İş dünyası, işçi sendikaları ve ekonomistler, kötü tabloyu tersine çevirmek için kurucu iradenin zamanında öngördüğü kalkınma yöntemlerine, hukukun ve demokrasinin üstünlüğüne işaret etti.
Bugün Türkiye Cumhuriyeti’nin ikinci yüzyılının ilk günü. Cumhuriyet ikinci yüzyılına, yıllık 40 milyar dolardan fazla cari açık, yüzde 85’leri gören resmi enflasyon, çift hanelerde işsizlik, açlık sınırının altında bir asgari ücret ve emekli maaşının yanı sıra 18 milyon yoksul sayısı ile girdi. Cumhuriyetin ilk yıllarındaki yatırım ve artan refahın yerini son yıllarda yoksulluk, işsizlik ve açlık aldı. Bu tabloyu terse çevirmek için atılması gereken adımları sıralayan iş dünyası ve işçi sendikaları temsilcileri ile ekonomistler ise yeni yüzyılda hukukun ve demokrasinin üstünlüğünün sağlandığı, yatırımların arttığı, emeğin değerlendiği bir Türkiye için çalışılması çağrısını yaptı.
Yeni yüzyılda işçilerin beklentileri ve hedeflerini duyurmak için bir bildiri hazırladıklarını belirten Devrimci İşçi Sendikaları Konfederasyonu Başkanı Arzu Çerkezoğlu, yarın bu bildiriyi özel bir toplantıda yayımlayacaklarını söyledi. İşçilerin 100’üncü yıl bildirgesinde ilk 100 yılda işçilerin kazanımı ve kayıplarını irdeleyeceklerini söyleyen Çerkezoğlu, “Geçen yüzyılda yaratılan her şey emekle yaratıldı. Bugün toplumumuz dörtte üçünü emeğiyle geçinen işçiler oluşturuyor. İşçi sınıfı olmadan Cumhuriyet olmaz. Cumhuriyeti gerçek anlamda yaşamak ve yaşatmak için en önemli görev işçilere düşüyor. Yeni yüzyıl emeğin yüzyılı olmalı. Demokratik ve sosyal bir cumhuriyet için var gücümüzle çalışmaya devam edeceğiz” dedi.
Kocaeli Sanayi Odası Başkanı Ayhan Zeytinoğlu, yeni yüzyılda kalkınma için öncelikle hukukun üstünlüğüne vurgu yaptı. Kalkınmanın hızlanması için yabancı sermaye gerekliliğine dikkat çeken Zeytinoğlu, “Uzun vadede tartışılır ama orta ve kısa vadede bu bir zorunluluktur. Ülkeye döviz girdisi sağlayarak işsizliği rahatlatarak sorunlarımızı çözebiliriz. Bu sebeple yabancı sermaye için ne gerekirse o reformlar yapılmalı. Bunlar da başta hukukun üstünlüğü ve demokrasidir. Mevcut hükümet 2002-2003 yılında yaptığı reformları yeniden yapmalıdır” dedi.

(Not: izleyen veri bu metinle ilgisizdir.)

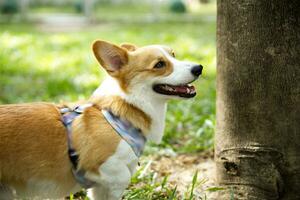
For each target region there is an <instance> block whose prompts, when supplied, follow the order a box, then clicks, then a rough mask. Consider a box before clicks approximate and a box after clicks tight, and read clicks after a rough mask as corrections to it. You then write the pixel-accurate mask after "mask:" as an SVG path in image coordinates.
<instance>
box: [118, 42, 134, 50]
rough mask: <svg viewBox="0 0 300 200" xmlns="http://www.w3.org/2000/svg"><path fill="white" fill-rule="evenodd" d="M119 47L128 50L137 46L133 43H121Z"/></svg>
mask: <svg viewBox="0 0 300 200" xmlns="http://www.w3.org/2000/svg"><path fill="white" fill-rule="evenodd" d="M121 47H122V48H124V49H127V50H128V51H135V50H136V49H137V48H138V47H137V46H136V45H134V44H129V43H122V44H121Z"/></svg>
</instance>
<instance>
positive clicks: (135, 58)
mask: <svg viewBox="0 0 300 200" xmlns="http://www.w3.org/2000/svg"><path fill="white" fill-rule="evenodd" d="M127 45H128V44H127ZM127 45H125V47H127V48H130V47H128V46H127ZM133 49H134V47H131V48H130V51H126V50H125V49H123V48H120V47H118V46H115V45H111V44H110V43H107V42H104V41H99V40H98V41H96V42H95V43H94V44H93V51H94V54H95V57H96V58H97V60H98V61H99V63H100V64H101V65H102V67H104V68H105V69H106V70H107V72H108V73H109V74H110V75H111V76H113V77H115V78H116V79H117V80H118V81H119V83H120V86H121V88H122V90H123V91H124V92H127V93H128V92H130V86H131V85H130V83H131V82H133V80H135V81H138V80H139V81H142V80H143V79H144V78H145V77H146V76H152V77H153V76H168V75H169V74H171V73H172V72H173V66H172V64H171V62H170V61H169V60H168V59H167V58H166V56H165V55H164V54H163V53H162V52H160V51H157V48H155V47H153V46H146V47H141V48H136V47H135V49H134V50H133ZM164 49H165V50H166V51H167V52H168V53H169V54H170V55H171V56H175V55H174V52H173V50H172V49H171V48H169V47H164ZM111 55H114V56H115V57H118V56H119V57H120V61H119V62H120V66H119V68H120V69H118V70H117V71H114V70H113V69H111V68H109V67H108V66H110V64H111V63H109V62H110V61H109V60H108V59H107V58H106V56H107V57H111ZM158 61H164V62H165V63H166V64H167V67H164V68H162V69H156V68H154V66H155V64H156V63H157V62H158ZM137 79H138V80H137Z"/></svg>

Türkiye Ayakkabı Sanayicileri Derneği Başkanı Berke İçten ise jeopolitik risklere dikkat çekerek “Yeni yüzyılda Mustafa Kemal Atatürk’ün ‘Yurtta sulh cihanda sulh’ sözüne sıkıca sarılmalıyız. Zaten ekonomik dalgalanmalar belirsiz bir tablo çiziyor. Buna bölgemizde yaşanan çatışmalar da artınca öngörülemezlik artıyor. Biz yeni yüzyılda öngörülebilir günler bekliyoruz” dedi.
Dünyaca ünlü ekonomistler ise son yıllarda dünya ekonomisinde yeniden devletçi ekonomi modellerine geçişe vurgu yapıyor. Türkiye’de de ekonomistlerin dikkat çektiği konulardan biri bu. Prof. Dr. Esfender Korkmaz da bu konuya dikkat çekerek, “Türkiye ikinci yüzyılda küreselleşmenin getirdiği zararlı politikalardan vazgeçmeli. Ülkenin bir kalkınma modeli olmalı bu modelin esası da planlama ve devletçilik olmalı. Altyapı yatırımlarını devlet yapmalı. Özelleştirilmiş devlet tekelleri yeniden kamulaştırılmalı. Bazı sektörlerde özellikle gıda ve temel ihtiyaç maddelerinde devletin piyasaya girmesi gerekiyor. Bütçeden popülist harcamaları kaldırmalı bu bütçe ile her ilde bir üretim tesisi kurmalı. Burada çalışanların ücretleri kısmen hisse senedi olarak ödenmeli. Her bölgede halkın bir fabrikası olmalı. İşletme ve sermaye tabana yayılmalı” dedi.